Uygulama yapılacak bölgeye öncelikle dezenfektan maddeler uygulanarak o bölgenin enfeksiyon oluşturacak mikroorganizmalardan arındırılması sağlanır. Lokal anestezik kremlerin uygulanıp 20-30 dakika bekletilmesinden sonra uygulamaya başlamak iğne giriş hissini azaltarak konfor sağlayabilir. Sonrasında buz uygulaması tatbik edilerek kanama, morluk oluşum riski ve ağrı hissi azaltılır. Enjeksiyon için genellikle 0.5 veya 1 cc' lik insülin enjektörleri tercih edilir. Bu enjektörler ile işlemin daha az ağrılı yapılabilmesi ve uygun dozları hassas bir şekilde belirleyebilmek amaçlanır. Uygulama hastanın ağrı eşiğine ve verilen araların miktarına bağlı olarak 5-10 dakika civarı sürmektedir.
 
Botoxta etki genellikle 1-3. günler başlar, 10-14. günlerde maksimum etki oluşur, 4-5 ay arası kadar da etki devam eder.
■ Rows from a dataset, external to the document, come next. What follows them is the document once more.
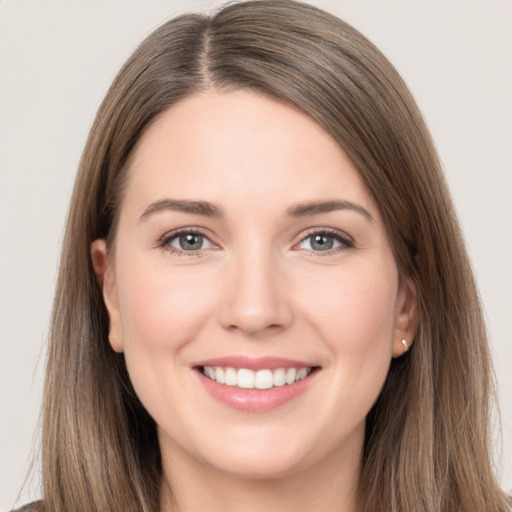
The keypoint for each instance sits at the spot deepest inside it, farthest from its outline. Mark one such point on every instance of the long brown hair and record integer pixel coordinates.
(427, 436)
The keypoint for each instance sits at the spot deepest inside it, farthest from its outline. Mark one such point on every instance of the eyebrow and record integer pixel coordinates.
(208, 209)
(318, 207)
(181, 205)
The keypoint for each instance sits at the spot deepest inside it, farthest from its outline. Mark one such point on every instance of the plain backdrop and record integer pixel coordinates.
(57, 59)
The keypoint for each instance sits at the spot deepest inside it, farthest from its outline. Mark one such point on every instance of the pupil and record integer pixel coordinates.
(322, 242)
(191, 242)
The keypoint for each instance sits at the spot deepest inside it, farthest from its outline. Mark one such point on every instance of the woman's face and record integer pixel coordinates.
(249, 251)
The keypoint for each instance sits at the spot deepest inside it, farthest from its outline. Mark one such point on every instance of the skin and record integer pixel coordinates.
(258, 287)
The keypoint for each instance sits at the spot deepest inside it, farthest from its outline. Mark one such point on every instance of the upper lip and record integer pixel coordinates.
(253, 363)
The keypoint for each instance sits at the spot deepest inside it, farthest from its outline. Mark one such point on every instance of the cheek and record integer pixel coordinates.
(354, 310)
(159, 307)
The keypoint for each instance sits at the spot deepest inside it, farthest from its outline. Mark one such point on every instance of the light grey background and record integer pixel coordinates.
(57, 59)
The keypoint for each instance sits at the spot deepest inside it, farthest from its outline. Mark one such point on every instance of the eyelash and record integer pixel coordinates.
(345, 241)
(165, 241)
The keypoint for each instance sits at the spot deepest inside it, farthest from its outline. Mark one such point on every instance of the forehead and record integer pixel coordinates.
(242, 147)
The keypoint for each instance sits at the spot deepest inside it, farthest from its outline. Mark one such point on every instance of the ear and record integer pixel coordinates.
(406, 320)
(105, 277)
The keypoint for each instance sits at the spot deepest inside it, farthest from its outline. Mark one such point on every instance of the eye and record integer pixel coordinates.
(325, 241)
(186, 241)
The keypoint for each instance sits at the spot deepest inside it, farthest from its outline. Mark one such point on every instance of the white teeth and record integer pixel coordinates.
(231, 378)
(301, 374)
(279, 377)
(245, 379)
(264, 379)
(291, 373)
(261, 379)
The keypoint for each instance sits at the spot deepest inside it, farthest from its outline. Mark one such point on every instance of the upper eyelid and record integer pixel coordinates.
(169, 235)
(329, 231)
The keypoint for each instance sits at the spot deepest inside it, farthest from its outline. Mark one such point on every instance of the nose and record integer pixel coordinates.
(255, 301)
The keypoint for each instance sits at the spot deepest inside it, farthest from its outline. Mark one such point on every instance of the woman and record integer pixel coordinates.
(257, 304)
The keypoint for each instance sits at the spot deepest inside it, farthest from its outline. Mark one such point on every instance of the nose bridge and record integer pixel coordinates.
(254, 300)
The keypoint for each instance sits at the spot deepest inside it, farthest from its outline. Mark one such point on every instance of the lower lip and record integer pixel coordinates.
(255, 400)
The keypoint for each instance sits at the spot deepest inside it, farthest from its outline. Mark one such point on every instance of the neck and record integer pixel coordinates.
(327, 486)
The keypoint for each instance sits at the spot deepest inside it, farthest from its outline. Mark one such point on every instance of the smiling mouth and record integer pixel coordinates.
(244, 378)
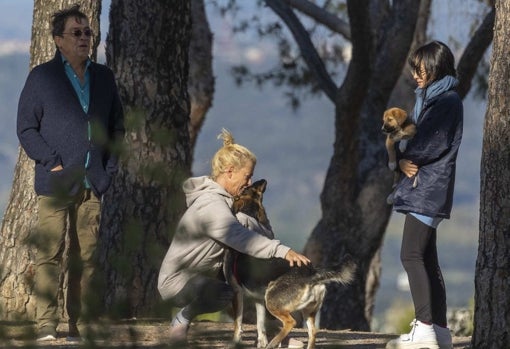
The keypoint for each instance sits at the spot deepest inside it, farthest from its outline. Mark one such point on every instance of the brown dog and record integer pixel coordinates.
(284, 289)
(398, 127)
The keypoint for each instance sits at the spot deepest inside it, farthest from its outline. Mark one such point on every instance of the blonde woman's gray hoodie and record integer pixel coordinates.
(205, 229)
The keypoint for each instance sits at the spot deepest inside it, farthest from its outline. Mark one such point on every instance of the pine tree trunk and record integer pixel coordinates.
(17, 254)
(201, 78)
(492, 277)
(147, 48)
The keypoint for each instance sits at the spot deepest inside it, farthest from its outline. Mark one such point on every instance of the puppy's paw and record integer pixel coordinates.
(402, 146)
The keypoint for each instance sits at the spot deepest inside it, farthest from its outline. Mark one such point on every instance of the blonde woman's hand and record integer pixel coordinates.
(295, 258)
(407, 167)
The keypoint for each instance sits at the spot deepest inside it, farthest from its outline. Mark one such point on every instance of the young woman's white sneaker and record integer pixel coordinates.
(444, 337)
(421, 336)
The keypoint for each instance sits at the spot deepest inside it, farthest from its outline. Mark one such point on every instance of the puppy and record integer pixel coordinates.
(283, 289)
(398, 127)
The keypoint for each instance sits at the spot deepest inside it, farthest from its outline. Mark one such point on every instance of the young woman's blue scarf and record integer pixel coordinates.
(435, 89)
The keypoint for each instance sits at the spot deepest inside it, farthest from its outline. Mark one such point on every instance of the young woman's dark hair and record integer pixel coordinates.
(434, 59)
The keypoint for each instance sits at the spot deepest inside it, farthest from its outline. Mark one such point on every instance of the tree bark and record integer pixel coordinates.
(201, 79)
(492, 276)
(17, 254)
(147, 48)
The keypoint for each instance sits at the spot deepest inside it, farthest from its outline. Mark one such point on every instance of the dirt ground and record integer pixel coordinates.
(203, 335)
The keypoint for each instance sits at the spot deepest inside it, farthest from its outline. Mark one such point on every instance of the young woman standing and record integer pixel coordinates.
(425, 193)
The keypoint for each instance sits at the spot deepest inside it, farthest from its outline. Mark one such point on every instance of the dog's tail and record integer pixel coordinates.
(344, 275)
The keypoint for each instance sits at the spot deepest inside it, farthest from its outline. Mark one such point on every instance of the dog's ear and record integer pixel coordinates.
(260, 185)
(238, 204)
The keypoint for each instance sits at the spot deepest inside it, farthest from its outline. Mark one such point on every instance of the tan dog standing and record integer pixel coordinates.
(398, 127)
(283, 289)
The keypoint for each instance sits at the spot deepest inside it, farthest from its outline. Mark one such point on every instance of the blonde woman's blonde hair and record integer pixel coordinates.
(230, 155)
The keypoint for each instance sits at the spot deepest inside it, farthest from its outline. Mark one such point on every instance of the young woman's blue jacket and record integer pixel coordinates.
(434, 149)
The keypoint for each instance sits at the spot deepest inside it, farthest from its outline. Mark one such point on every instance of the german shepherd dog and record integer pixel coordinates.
(398, 127)
(282, 288)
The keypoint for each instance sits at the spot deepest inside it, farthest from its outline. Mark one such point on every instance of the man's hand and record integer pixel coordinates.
(294, 257)
(408, 168)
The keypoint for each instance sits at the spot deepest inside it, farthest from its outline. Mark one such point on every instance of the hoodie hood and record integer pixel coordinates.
(196, 186)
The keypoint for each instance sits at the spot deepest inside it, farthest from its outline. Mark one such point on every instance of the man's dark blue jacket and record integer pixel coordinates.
(53, 129)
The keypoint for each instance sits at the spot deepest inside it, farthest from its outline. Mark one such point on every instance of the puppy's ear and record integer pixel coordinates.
(263, 185)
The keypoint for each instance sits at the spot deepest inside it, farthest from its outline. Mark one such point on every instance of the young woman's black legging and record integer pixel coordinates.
(419, 258)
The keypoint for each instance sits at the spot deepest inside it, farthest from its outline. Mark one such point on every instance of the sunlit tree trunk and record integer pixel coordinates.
(492, 276)
(17, 254)
(147, 48)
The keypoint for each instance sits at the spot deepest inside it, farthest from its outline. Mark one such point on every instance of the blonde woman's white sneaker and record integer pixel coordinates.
(444, 337)
(422, 336)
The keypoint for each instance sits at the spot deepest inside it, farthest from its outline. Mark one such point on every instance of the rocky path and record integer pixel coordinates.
(203, 335)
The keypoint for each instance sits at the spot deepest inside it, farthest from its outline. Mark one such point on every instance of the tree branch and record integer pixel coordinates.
(308, 51)
(322, 16)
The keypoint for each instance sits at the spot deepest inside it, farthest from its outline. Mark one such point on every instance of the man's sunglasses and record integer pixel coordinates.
(77, 33)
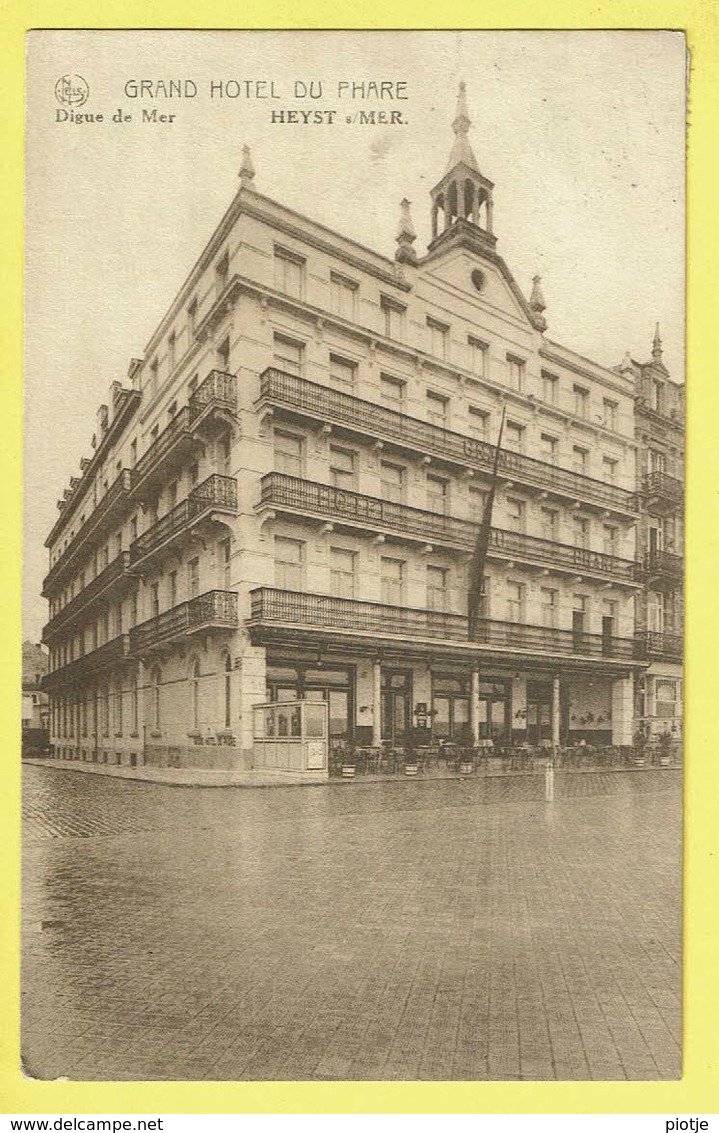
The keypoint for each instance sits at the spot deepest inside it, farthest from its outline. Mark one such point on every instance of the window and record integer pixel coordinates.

Tekrarlayan uygulamalar sonrası oluşan kas küçülmeleri, sonradan uygulama olmasa bile belli bir süre ilgili bölgedeki problemin tekrarlamasını engelleyebilir veya eskiye göre problemin daha az miktarda olmasını sağlayabilir.
 
Kullanım alanları ;
  • alındaki ve kaş arasındaki çizgiler,
  • göz çevresinde oluşan çizgiler (kaz ayağı çizgileri)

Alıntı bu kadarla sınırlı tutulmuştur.